While it is disconcerting that Jesus has these human moments, it also makes him make sense to us: he chose his response and so can we. Jesus asks God to make all go away but doesn’t end there. He goes on to say: “your will, not mine, be done.”

Each of us, like Jesus, have moments of suffering – often filled with panic – and we want Divine Jesus to make it all go away. We lift fervent prayers like Jesus did in garden: “Why have you forsaken me? Make it all go away! Please!” This is our prayer when we – or someone we love – is given a devastating diagnosis. When a loved one slowly slipping away from us because of addiction or dementia.

 

It’s hard for us to give up control, but like Jesus, we need to ask that God’s will be done.
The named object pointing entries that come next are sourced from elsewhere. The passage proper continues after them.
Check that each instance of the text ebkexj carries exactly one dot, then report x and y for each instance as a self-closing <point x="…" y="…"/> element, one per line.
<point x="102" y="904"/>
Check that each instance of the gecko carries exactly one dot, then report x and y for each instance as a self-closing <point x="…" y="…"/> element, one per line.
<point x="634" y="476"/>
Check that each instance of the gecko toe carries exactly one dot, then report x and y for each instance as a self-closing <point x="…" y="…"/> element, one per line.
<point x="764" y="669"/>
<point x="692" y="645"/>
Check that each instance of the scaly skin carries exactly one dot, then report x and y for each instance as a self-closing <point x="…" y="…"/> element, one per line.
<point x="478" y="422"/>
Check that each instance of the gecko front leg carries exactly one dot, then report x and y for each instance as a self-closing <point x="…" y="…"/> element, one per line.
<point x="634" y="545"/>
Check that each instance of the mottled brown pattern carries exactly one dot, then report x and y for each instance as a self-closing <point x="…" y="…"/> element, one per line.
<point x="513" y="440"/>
As John Dominic Crossan and Marcus Borg share in The Last Week, such a prayer is not a fatalistic resignation to the will of God, but rather choosing to trust God in the midst of our most dire circumstances, believing that God will strengthen us to get through and that there will be, at the end, resurrection and new life.  

 

We began this morning waving our palms and celebrating. We love to come on this day and then show up again next Sunday with our freshly scrubbed faces and pretty Easter frocks, full of hope and promise. But we’d rather overlook what comes in between, I think in part because the Passion story puts Jesus’ vulnerability front and center, and we’re just not comfortable with that. Yet is an important part of the story at the center of our faith.

 

So here is my challenge to you this morning: Don't let the story end here, on Palm Sunday. Come back this week to hear the whole story, the story of a human man named Jesus who was betrayed, who suffered, who was overwhelmed and terrified. Risk sitting with Jesus in the garden. Don’t sleep through his fear and his pain. Open your hearts to truly feel the whole experience, even when it makes you squirm. Because when you do, the power of the resurrection is so much greater!

 

Divine Jesus may be what keeps us interested. But Human Jesus helps us understand and believe. This Holy Week, may his prayer be all of ours: “Your will, not mine, be done.” Amen.